I’m looking to avoid American-made goods and American companies as much as possible and this relatively challenging when it comes to computers.

From my research so far it seems very difficult to find computer hardware that isn’t using American company microprocessors. CPUs available to non-industrial uses tend to be AMD, Intel, or recently some Qualcomm — all US companies. Even Raspberry Pi uses a Broadcom chip, and the other up-and-coming ARM chips I’ve researched seem to be American as well.

I’d appreciate any insights in this area, either companies with existing products or up and coming companies to watch. If I had a blind spot in my research and I’m missing something obvious please tell me.

36 comments
  • Non-American CPUs are very rare. NXP and Infineon are European chip makers, but the only device with an NXP SoC that I'm aware of right now would be the Purism Librem 5. An almost 7 year old, absolutely overpriced, nearly unusable, insecure Linux phone.

    We're a little more lucky when it comes to storage. Goodram is flash memory manufacturer from Poland. Intenso is based in Germany. G.Skill and ADATA are Taiwanese. Toshiba and Kioxia are Japanese, SK Hynix and Samsung are South Korean.
    (TrekStor is also German, but I'm not sure if they make the chips themselves)

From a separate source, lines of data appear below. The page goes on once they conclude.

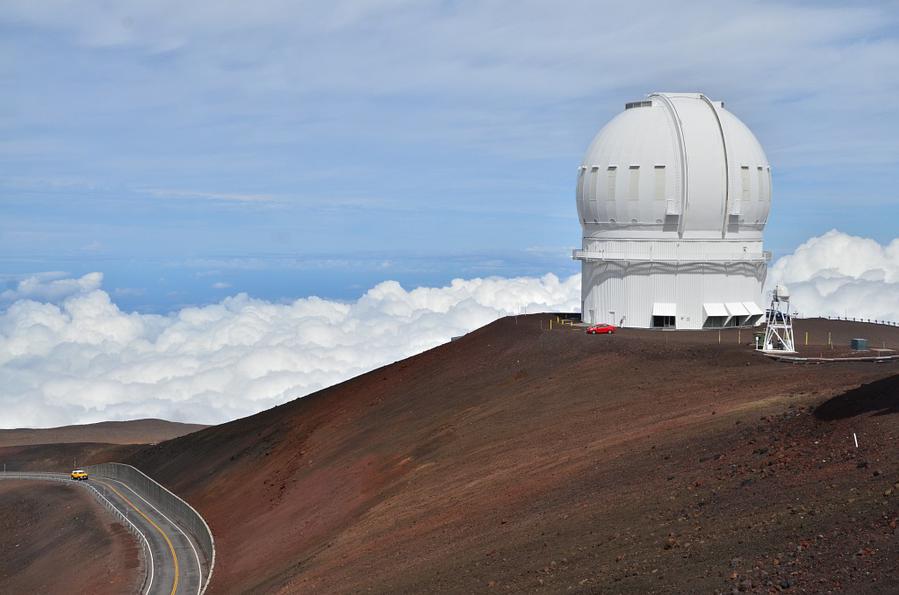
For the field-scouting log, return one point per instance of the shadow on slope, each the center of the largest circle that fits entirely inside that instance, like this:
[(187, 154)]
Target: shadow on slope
[(881, 397)]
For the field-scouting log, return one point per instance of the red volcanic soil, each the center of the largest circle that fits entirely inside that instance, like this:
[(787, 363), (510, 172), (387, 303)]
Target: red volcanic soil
[(138, 431), (44, 526), (62, 457), (523, 459)]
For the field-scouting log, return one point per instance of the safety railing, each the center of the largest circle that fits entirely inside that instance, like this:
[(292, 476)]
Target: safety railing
[(168, 503), (147, 552)]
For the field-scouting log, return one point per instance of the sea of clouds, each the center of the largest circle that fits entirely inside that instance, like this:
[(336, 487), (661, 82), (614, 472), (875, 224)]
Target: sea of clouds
[(68, 354)]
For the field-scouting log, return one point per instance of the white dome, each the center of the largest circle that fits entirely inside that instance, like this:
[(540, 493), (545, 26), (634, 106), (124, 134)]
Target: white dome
[(676, 165)]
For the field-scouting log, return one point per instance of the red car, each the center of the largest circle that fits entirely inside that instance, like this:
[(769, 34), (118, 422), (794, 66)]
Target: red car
[(600, 329)]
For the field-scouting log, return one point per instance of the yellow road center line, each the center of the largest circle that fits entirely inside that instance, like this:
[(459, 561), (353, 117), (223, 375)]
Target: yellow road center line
[(161, 532)]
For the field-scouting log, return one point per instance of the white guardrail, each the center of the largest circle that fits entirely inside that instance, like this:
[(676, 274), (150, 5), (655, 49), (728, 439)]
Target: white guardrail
[(180, 511), (149, 566)]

    Most mainboard manufacturers, such as MSI, AsRock, ASUS, Gigabyte and Biostar are Taiwanese.

  • Open source Risc-V CPUs are starting to become a thing, but probably a few years before they're widespread.

    • This looks very promising thanks for sharing it.

      • worth mentioning that “promising” is about all it is right now… you absolutely don’t want a RISC-V based machine yet: they’re incredibly slow, and incredibly expensive… they’re development machines; not for end users

      • You're welcome

  • Plenty of Taiwanese based companies for PC parts (ASRock, ASUS, BenQ); though I don't know if any of them have CPUs, specifically, and the GPUs are still based on specs from nVidia or AMD so IDK how much better that is. There's also Chinese based parts, though I have to imagine that's not much better than US ones, for the same reasons you want to avoid American parts.